Daily Economic Update
22.09.2025China: PBoC holds key lending rates steady. As widely anticipated, the People’s Bank of China (PBoC) left its benchmark lending rates steady for a fourth consecutive month today, keeping the one-year loan prime rate (LPR) at 3.0% and the five-year LPR – the benchmark for mortgage rates – at 3.5%. The decision follows last week’s decision to keep the seven-day reverse-repo rate on hold. Last week, China also reported weaker-than-expected activity indicators for August, with retail sales rising 3.4% y/y and industrial production up 5.2%, a sign that the economy is losing some momentum. The authorities are expected to implement modest monetary easing in Q4 to support its 5% annual growth target, including a likely cut to benchmark lending rates and the reserve requirement ratio.
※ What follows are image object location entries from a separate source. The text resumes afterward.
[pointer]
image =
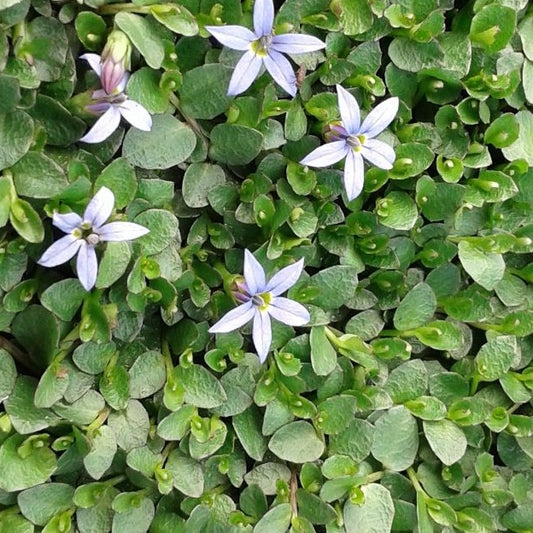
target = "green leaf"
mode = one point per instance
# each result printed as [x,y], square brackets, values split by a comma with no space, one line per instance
[396,439]
[163,227]
[91,30]
[313,508]
[355,441]
[177,424]
[144,37]
[144,87]
[485,268]
[47,45]
[446,439]
[503,131]
[492,27]
[198,181]
[411,159]
[202,389]
[37,330]
[187,474]
[64,298]
[26,221]
[335,414]
[113,263]
[8,374]
[24,416]
[61,127]
[92,357]
[28,176]
[247,426]
[441,335]
[296,442]
[374,514]
[133,513]
[115,386]
[131,426]
[356,16]
[416,309]
[16,131]
[427,408]
[40,504]
[102,452]
[330,288]
[175,18]
[52,385]
[147,375]
[522,148]
[204,91]
[22,471]
[119,177]
[277,519]
[407,381]
[495,358]
[323,355]
[235,145]
[169,143]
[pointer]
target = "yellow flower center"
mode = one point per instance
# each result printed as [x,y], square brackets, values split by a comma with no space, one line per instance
[260,46]
[355,142]
[262,301]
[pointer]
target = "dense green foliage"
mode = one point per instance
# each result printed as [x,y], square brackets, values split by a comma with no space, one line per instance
[405,403]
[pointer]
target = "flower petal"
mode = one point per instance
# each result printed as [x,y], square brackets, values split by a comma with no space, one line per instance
[95,62]
[380,117]
[103,127]
[378,158]
[245,73]
[234,319]
[254,274]
[98,108]
[382,149]
[281,70]
[289,312]
[66,222]
[87,266]
[354,175]
[285,278]
[136,115]
[349,110]
[99,209]
[123,82]
[234,37]
[262,334]
[122,231]
[296,43]
[326,155]
[263,17]
[61,251]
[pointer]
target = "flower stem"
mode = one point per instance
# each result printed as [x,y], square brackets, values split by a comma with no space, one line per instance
[174,100]
[113,9]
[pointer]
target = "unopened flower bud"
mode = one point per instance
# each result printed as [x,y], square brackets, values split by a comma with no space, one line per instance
[115,60]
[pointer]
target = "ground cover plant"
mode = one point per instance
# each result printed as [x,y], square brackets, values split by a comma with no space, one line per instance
[265,267]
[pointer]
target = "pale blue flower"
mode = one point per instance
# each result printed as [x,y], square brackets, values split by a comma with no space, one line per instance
[113,105]
[83,234]
[355,141]
[262,300]
[263,48]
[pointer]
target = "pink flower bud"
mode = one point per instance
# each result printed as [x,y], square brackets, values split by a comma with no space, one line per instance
[115,60]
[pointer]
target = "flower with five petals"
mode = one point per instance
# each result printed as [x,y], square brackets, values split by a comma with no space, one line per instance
[263,48]
[261,300]
[84,233]
[355,141]
[113,105]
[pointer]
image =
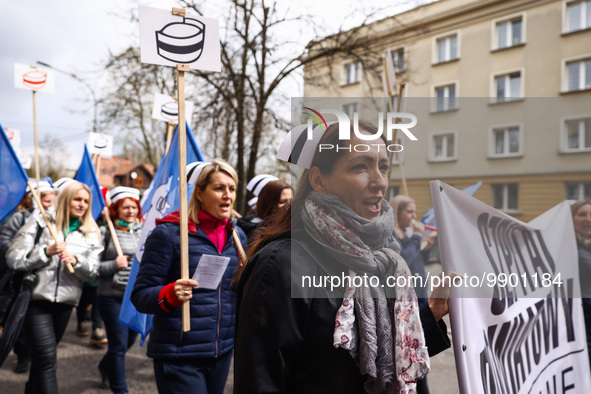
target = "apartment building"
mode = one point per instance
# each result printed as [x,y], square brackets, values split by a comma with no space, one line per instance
[502,93]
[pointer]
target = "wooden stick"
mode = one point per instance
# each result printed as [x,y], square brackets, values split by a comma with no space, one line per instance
[168,136]
[114,236]
[184,220]
[47,222]
[241,254]
[400,164]
[35,136]
[97,166]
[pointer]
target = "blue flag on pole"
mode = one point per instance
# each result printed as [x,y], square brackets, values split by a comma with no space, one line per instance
[13,178]
[87,174]
[429,216]
[162,198]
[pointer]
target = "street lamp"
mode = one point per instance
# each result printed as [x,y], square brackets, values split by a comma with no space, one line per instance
[79,80]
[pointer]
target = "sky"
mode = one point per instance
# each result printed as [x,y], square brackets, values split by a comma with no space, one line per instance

Oil: Prices largely unchanged last week though attacks on Russian energy infrastructure escalate. Brent futures settled at $66.7/bbl on Friday, falling 0.5% w/w with continued Ukrainian strikes on Russian energy assets and the threat of further US and NATO sanctions on Russia failing to nudge prices higher. Indeed, Ukraine continued with its deliberate policy of targeting Russia’s revenue-generating assets on Thursday with drones launched at two refineries deep inside Russian territory; the Ukrainians would have been encouraged by a recent International Energy Agency report that noted the decline in Russia’s oil revenues in August to $13.5 billion, their lowest since the start of the war as discounts on crude and petroleum product exports widened (amid US secondary sanctions pressure on buyers of Russian oil, mainly India). Meanwhile, US President Trump called for renewed sanctions on Russian energy, reiterating the US’s readiness to implement these sanctions – but only if all NATO nations agree to stop buying Russian oil. He also urged the bloc to impose 50-100% secondary tariffs on Chinese imports to further curb Russia’s war efforts. The weekly EIA energy report leaned bullish, with commercial US crude and gasoline stocks dropping by 9.3 mb and 2.3 mb w/w, respectively, though a larger-than-expected build-up in diesel inventories weighed on sentiment. The oil market, with volatility largely subdued amid the lack of a strong catalyst to jolt prices, will likely continue to trade in a tight range, though the impact of continued OPEC+ supply increases on prices could begin to be felt over the next two quarters amid seasonally weak oil demand.
Global: US PCE inflation and global flash PMIs for September key data releases this week. In the US, Fed Chair Powell will deliver a speech on the economic outlook on Tuesday. In terms of data releases, PCE inflation for August will be out on Friday and expectations are for an easing core rate to 0.2% m/m from 0.3% in July. On Tuesday, the S&P Global Flash September PMIs will be released, and the street projects a slowing expansion across manufacturing (to 51.6 from August’s 53) and services (to 53 from 54.5). The final Q2 GDP growth print will also be released on Thursday, confirming or not the latest estimate of 3.3% (annualized) growth. In the Eurozone, flash PMIs for September are due on Tuesday with expectations for the composite and manufacturing PMIs to inch up to 51.1 and 50.8, respectively, (from 51 and 50.7) and the services one remaining steady at 50.5. In the UK, flash September PMIs (due on Tuesday) are expected to show continued contraction in manufacturing (47.2 from 47 in August) and moderating growth in services (53.6 from 54.2). Finally in Japan, September’s flash PMIs are due on Wednesday with the manufacturing measure expected to improve to 50.2 from 49.7 in August. Meanwhile, Tokyo’s September inflation is due on Friday with consensus projecting that core CPI will increase 2.8% y/y from 2.5% in August.